Generalisation of integers for infinite length?

You've rediscovered the $10$-adic integers. Such "infinite decimal expansions of integers" form a ring using the usual rules for adding and multiplying decimals. However, they do not form a field. A quick and easy way to see this is that $10$ has no inverse (since if you multiply $10$ by anything, then the last digit of the product will be $0$).

Even worse, however, this ring has zero divisors: there are nonzero elements $x$ and $y$ such that $xy=0$. These take a bit of work to construct, but here's the idea. We'll construct the digits of $x$ and $y$ one at a time, starting from the end. Start by saying the last digit of $x$ is $2$ and the last digit of $y$ is $5$, so the last digit of $xy$ is $0$. Then choose the preceding digit of $x$ so that $x$ is divisible by $4$, and the the preceding digit of $y$ so that $y$ is divisible by $25$, so their product will be divisible by $100$ and end in two zeroes (for instance, $x$ might end in $12$ and $y$ might end in $25$). Continue choosing digits of $x$ and $y$ one at a time so that $x$ is divisible by every power of $2$ and $y$ is divisible by every power of $5$. Every digit of the product $xy$ will end up being $0$.

You can, of course, do the same thing with a different base instead of $10$, giving you the $b$-adic integers for any integer $b>1$. Unlike the case of finite base expansions, however, you get a genuinely different number system for different values of $b$! (To be precise, it turns out that the number system you get depends only on the set of prime factors of $b$, so for instance the $10$-adic integers are isomorphic to the $50$-adic integers.)

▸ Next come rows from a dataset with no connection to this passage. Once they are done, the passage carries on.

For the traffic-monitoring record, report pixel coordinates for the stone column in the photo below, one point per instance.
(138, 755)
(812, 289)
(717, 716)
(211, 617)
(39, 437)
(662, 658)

It turns out that whenever $b$ is composite, the $b$-adic integers will have zero divisors, as in the case $b=10$. When $b$ is a prime (say $b=p$), however, the $p$-adic integers are an integral domain (they have no zero divisors). The $p$-adic integers aren't quite a field, though, because $p$ has no inverse. If you adjoin an inverse to $p$, you do get a field, called the $p$-adic numbers and written $\mathbb{Q}_p$. Elements of $\mathbb{Q}_p$ are "base $p$ expansions that can be infinite on the left": that is, formal sums $$\sum_{n=k}^\infty a_np^n$$ where each $a_n$ is an integer between $0$ and $p-1$ and $k\in\mathbb{Z}$ (so $k$ can be negative, allowing finitely many negative powers of $p$ in the sum).

There is a much larger story here: $p$-adic numbers play a huge role in modern number theory, and have a very rich structure. Since it is easily possible to write an entire book on the topic, I'll end my answer here though. You can read a bit more about them on the Wikipedia page I linked at the beginning.

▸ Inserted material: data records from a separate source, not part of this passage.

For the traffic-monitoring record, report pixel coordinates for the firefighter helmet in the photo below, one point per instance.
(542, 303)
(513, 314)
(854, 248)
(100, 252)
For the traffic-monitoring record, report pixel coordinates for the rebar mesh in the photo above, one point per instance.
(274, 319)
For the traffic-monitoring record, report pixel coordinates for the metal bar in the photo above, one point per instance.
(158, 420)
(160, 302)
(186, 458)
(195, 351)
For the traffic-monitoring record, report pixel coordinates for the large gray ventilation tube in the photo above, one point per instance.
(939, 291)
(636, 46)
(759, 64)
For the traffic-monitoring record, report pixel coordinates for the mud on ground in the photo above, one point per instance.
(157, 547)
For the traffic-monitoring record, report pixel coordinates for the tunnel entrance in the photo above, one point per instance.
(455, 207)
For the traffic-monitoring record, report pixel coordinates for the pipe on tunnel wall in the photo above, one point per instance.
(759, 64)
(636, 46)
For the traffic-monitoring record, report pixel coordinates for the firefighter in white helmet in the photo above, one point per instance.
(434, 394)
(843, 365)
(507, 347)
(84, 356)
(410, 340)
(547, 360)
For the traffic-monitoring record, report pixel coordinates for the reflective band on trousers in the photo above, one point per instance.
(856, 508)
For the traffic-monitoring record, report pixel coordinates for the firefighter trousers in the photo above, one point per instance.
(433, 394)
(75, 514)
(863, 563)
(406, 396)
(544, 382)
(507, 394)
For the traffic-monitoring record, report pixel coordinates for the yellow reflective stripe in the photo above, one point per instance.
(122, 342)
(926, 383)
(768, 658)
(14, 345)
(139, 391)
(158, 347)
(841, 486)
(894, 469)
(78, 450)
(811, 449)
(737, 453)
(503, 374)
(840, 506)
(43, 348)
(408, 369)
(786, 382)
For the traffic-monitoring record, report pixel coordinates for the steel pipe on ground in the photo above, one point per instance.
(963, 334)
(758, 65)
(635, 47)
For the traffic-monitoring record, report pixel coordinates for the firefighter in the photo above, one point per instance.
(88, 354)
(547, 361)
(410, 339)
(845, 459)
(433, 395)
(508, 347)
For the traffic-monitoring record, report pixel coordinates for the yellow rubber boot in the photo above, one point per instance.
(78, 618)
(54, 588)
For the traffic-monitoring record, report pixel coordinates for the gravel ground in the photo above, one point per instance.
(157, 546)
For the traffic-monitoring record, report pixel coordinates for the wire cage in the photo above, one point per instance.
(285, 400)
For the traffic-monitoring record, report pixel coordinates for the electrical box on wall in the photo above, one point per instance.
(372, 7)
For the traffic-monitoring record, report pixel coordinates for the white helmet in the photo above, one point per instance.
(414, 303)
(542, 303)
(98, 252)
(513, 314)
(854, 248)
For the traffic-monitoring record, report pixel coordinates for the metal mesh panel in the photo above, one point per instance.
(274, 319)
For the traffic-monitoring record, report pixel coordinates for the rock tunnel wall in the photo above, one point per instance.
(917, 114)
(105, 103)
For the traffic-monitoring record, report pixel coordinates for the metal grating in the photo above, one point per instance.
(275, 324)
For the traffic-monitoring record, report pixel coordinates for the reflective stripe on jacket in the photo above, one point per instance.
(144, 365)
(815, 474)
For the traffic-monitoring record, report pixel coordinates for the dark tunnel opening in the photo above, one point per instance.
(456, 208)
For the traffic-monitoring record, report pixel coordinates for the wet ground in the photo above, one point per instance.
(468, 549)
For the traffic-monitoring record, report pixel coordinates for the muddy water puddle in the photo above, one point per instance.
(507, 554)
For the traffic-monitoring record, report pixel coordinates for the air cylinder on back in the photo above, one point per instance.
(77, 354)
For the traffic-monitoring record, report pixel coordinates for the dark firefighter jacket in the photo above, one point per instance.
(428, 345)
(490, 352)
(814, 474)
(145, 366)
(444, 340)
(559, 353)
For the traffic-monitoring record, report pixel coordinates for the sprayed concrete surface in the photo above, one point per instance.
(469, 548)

Yes. What you've defined is called the 10-adic numbers. They don't form a field for two reasons, one of which is that $10$ is not invertible; the other reason is left as an exercise.

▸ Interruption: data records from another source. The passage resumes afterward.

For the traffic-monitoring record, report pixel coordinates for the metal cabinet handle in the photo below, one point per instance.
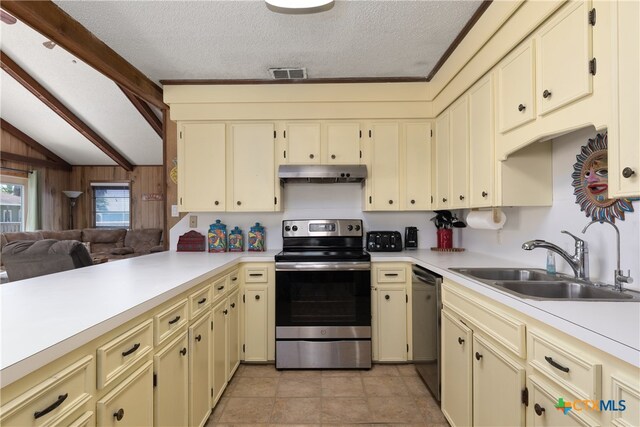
(628, 172)
(119, 415)
(51, 407)
(556, 364)
(131, 350)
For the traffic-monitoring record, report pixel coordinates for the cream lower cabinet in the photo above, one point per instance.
(171, 392)
(200, 333)
(131, 402)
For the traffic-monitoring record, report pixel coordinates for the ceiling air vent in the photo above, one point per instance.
(288, 73)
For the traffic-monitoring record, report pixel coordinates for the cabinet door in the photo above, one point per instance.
(253, 178)
(481, 144)
(201, 162)
(417, 170)
(564, 51)
(459, 173)
(392, 323)
(516, 88)
(219, 351)
(441, 164)
(171, 394)
(624, 149)
(303, 140)
(384, 172)
(255, 323)
(342, 143)
(456, 371)
(130, 403)
(233, 319)
(200, 371)
(496, 378)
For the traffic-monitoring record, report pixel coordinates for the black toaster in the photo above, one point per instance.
(384, 241)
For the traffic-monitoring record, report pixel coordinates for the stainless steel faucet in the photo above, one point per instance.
(579, 261)
(619, 278)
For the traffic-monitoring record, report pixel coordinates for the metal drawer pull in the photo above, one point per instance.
(131, 350)
(119, 415)
(51, 407)
(556, 364)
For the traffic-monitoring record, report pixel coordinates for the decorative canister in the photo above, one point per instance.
(236, 240)
(256, 238)
(217, 237)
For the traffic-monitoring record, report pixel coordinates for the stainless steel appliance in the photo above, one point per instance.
(384, 241)
(323, 296)
(426, 288)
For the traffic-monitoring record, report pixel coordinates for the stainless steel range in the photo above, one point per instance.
(323, 296)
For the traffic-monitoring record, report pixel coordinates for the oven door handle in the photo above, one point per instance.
(322, 266)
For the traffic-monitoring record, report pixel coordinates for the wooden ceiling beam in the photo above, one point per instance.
(55, 24)
(12, 157)
(11, 129)
(144, 109)
(22, 77)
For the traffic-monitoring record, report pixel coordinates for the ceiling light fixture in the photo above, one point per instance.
(299, 6)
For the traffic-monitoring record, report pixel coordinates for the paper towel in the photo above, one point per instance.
(485, 220)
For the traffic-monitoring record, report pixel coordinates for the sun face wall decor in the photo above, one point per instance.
(590, 182)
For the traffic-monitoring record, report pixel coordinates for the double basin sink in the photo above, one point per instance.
(538, 284)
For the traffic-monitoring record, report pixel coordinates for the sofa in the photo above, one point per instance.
(109, 244)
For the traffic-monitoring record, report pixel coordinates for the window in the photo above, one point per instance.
(13, 200)
(111, 205)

Most books will only talk about the $p$-adic numbers for $p$ prime, and this is because the general case turns out to reduce to the prime case, essentially because of the Chinese remainder theorem.

Another fun way that the rings differ depending on the base used is that in base 5, $-1$ (i.e. $\bar{4}$) has a square root while $2$ doesn't, but in base 7 it's the other way around (and $-1$ is of course $\bar{6}$ in that base).

I should note that I haven't proved those, but my messing around with the idea pointed strongly that way. If you like programming it's a fun exercise to write up a class that implements these numbers. I did it in Python, as its yield/generator system made it easy to model these numbers as a potentially infinite list that produced the digits from units place up.